Fourteen years ago in 1996, I eagerly started my first day in playgroup at the Swiss School. Over the next 9 years at the school, I made lifelong friends and had fantastic teachers that taught me to love learning. I have many fond memories of my primary school days: sleeping under the stars in school camps, admiring a hornbill that landed outside our classroom window, and swimming with my friends in various competitions. My bilingual education helped me transition to the Swiss Stream at the English-speaking UWCSEA, where I learnt the value of hard-work and perseverance, and discovered my curiosity for the sciences.
After the IB program and a gap year, I moved to St Andrews – a tiny seaside town in Scotland – for undergrad. In my first week of classes, I had a geology field trip to some local outcrops, and I learnt that field scientists get to go on outdoor adventures as part of their job! I was hooked. After a couple of summers working in different labs, I realized that I like studying the interactions of life and the environment.

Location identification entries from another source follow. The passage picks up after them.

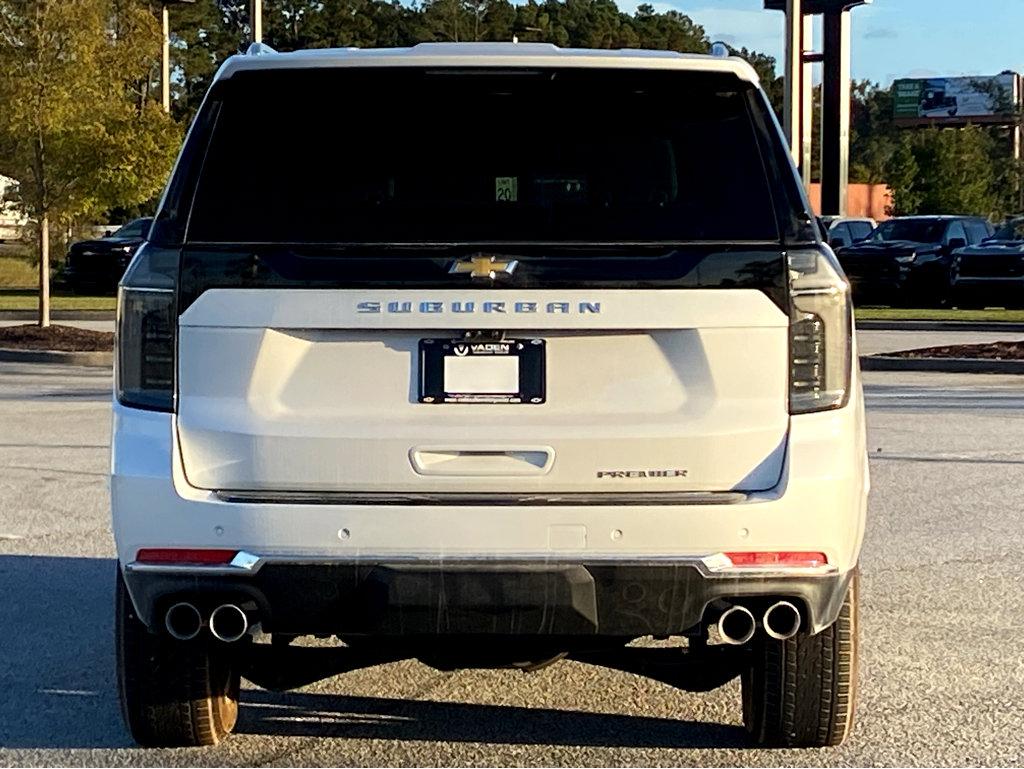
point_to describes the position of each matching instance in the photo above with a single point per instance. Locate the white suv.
(464, 353)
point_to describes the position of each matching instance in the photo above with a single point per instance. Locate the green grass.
(28, 299)
(17, 266)
(907, 313)
(19, 275)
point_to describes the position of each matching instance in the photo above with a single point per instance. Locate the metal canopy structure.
(836, 91)
(815, 7)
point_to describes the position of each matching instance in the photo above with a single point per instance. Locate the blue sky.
(892, 38)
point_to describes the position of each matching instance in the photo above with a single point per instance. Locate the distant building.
(11, 219)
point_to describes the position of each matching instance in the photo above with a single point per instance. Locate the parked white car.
(491, 374)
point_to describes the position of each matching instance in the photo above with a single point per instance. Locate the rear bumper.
(467, 598)
(633, 568)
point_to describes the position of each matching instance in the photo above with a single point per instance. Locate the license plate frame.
(531, 360)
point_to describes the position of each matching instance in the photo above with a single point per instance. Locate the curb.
(941, 365)
(982, 326)
(64, 314)
(96, 358)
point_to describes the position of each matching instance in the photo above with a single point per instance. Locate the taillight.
(146, 319)
(820, 332)
(785, 558)
(185, 556)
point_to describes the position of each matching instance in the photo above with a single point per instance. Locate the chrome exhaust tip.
(228, 623)
(736, 626)
(183, 621)
(781, 621)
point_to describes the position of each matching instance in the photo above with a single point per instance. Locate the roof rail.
(259, 49)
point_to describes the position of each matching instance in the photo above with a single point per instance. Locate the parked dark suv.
(992, 271)
(97, 265)
(910, 258)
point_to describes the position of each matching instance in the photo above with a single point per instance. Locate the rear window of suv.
(409, 156)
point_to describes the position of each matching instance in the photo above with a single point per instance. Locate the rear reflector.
(184, 555)
(806, 560)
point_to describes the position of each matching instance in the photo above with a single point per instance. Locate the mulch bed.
(990, 351)
(64, 338)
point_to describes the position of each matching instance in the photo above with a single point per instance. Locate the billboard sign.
(957, 99)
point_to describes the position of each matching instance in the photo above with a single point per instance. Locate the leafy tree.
(74, 132)
(947, 171)
(901, 173)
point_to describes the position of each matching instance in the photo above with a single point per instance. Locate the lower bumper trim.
(510, 598)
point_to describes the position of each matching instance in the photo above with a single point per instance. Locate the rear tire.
(801, 692)
(173, 693)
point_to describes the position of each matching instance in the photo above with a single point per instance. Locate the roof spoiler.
(259, 49)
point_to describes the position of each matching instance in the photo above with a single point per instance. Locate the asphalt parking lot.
(942, 666)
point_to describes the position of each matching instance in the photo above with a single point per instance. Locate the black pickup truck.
(992, 271)
(910, 259)
(97, 265)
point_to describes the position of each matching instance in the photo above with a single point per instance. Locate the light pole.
(256, 19)
(165, 58)
(835, 91)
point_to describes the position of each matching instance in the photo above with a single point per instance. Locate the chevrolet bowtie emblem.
(483, 266)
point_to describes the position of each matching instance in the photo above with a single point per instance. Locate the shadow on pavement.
(56, 658)
(57, 676)
(309, 715)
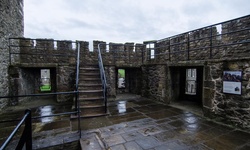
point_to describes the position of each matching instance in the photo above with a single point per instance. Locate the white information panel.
(232, 82)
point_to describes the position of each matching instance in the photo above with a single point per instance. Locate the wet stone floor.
(135, 123)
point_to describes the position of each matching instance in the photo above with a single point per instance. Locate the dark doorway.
(187, 84)
(128, 80)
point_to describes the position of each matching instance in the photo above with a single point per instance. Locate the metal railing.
(103, 77)
(26, 137)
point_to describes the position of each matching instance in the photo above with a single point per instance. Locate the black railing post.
(211, 41)
(28, 128)
(169, 52)
(188, 46)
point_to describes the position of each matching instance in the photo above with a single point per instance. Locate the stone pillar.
(11, 25)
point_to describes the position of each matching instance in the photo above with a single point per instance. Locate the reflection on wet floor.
(136, 123)
(121, 106)
(45, 111)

Now, I am in the 5th year of my PhD program in Earth System Science at Stanford University in California, USA. I study microbes at the bottom of the ocean, and how they cycle greenhouse gases and affect climate. Cumulatively, I have spent almost 3 months at sea, collecting samples from offshore California and in the Gulf of California, Mexico. When I am not doing fieldwork, you can find me in lab setting up experiments, processing data, or teaching classes. Although I do not know what the future holds after my PhD, I am glad to have found a program that satisfies my science curiosities and lets me go on maritime adventures.